My career path has been staggered! I came to work in higher education quite late in my working life. After completing my undergrad in Humanities, I spent time in the film industry, then as a business owner of an art centre in a rural community in South Africa, and a teacher to my young daughters, and later as a full-time ceramic artist. After moving to a larger town, I got my first office job. I adapted to administration (and the financial security that accompanied it) quite quickly and soon after I was offered a PA role to a newly appointed Deputy Vice Chancellor of Research. Within a few years, I completed a research masters in higher education studies which provided credibility in the higher education space to develop my career.

I was fortunate to have a supportive line manager who encouraged self-growth and allowed me to expand my role. I benefitted over the years from a leadership programme for women in higher education, and a research management fellowship in the USA through which I was awarded competitive funding to implement a business process improvement system for managing research administration.
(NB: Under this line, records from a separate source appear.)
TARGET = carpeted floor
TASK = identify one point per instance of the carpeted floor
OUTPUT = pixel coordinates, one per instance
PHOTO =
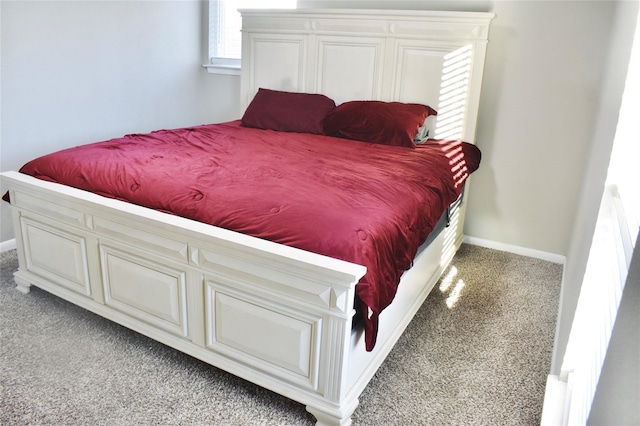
(480, 359)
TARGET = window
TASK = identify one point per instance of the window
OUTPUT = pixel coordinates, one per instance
(225, 39)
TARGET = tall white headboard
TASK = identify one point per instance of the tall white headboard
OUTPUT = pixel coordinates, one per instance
(434, 58)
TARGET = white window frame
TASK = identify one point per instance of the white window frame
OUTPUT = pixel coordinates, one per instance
(219, 62)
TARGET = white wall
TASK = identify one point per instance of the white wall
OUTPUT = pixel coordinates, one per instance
(82, 71)
(538, 111)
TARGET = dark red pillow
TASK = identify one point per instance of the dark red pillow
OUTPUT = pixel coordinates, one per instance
(287, 111)
(388, 123)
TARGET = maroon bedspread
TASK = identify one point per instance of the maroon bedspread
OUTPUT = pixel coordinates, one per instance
(364, 203)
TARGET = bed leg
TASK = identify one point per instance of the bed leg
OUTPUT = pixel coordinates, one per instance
(22, 285)
(326, 419)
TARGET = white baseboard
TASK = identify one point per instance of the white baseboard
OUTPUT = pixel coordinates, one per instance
(553, 409)
(7, 245)
(550, 257)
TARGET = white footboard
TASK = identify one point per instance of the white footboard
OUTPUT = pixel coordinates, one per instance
(274, 315)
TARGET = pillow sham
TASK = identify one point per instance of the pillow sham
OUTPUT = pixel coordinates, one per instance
(287, 111)
(426, 131)
(388, 123)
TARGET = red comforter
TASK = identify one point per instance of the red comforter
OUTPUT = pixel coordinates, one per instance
(365, 203)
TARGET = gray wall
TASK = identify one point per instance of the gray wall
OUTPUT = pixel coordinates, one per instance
(82, 71)
(74, 72)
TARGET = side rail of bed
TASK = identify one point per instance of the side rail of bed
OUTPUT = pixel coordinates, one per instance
(271, 314)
I was also involved in the African Research Universities Alliance (ARUA) programme funded by Carnegie (NY) to assess the capacity of research management at 16 African universities. By this stage my role had evolved to become Manager: Research and Development projects.

In 2020 I decided to emigrate to the UK and was fortunate to secure the position I have now. While my previous role was in a small institution where I had become a ‘jack-of-all-trades’ with a broad involvement in research matters, this current one is more focussed and allows me to work towards becoming an expert in one aspect of research administration.

What is the most meaningful or rewarding aspect of your work?

My masters research focused on the challenges and enablements to research careers, particularly for women academics, so I am aware of some restraints encountered by researchers. I like to think that by understanding the challenges, I can provide support by assisting researchers to obtain funding to secure and develop their research trajectories.

Are there challenges you would you like others to know about, in your career path or in your current role, and how have you overcome these?

My background has been humanities and social science so moving to a medical science environment exposed me to new academic jargon (and acronyms!) and required me to understand some of the science and processes involved. I’m still working on this and hope my latest read – Molecular and Cell Biology for dummies – will help!

I think starting any new job can be daunting, particularly if it’s at a large and prestigious institution. It’s easy to feel ‘less than’ or experience Imposter Syndrome. It helps to find ways to build your own professional self-confidence. Do what you can to make YOU feel better about your abilities; this may be to upskill, network, build a safe space or find a community of practice.

Can you tell us about things you’ve done, and/or contributed to, that you’re proud of?

Completing my masters within two years and publishing two sole-authored papers while working full time.

In my previous role, I project managed the implementation of several research information management systems to enable workflow efficiencies, and surveyed SA universities for systems in use, resulting in a report to the DVCs.

In my current role, it’s satisfying to see grant applications that I supported, being awarded.

Are there any particular skills or behaviours which have helped you get to your current role?

Being a resourceful self-starter, a trouble shooter and problem solver, being well organised; these are skills I acquired through my unrelated prior experiences, which shouldn’t be under-estimated.  

Are there any tips you would give to someone who wants a career in your field?

Familiarise yourself with all aspects of research management to fully understand and appreciate your role in the larger context of higher education, and to be able to diversify and add value beyond the confines of your role, when needed.

Be brave to make mistakes and humble to ask questions. Join RISN for a community of practice.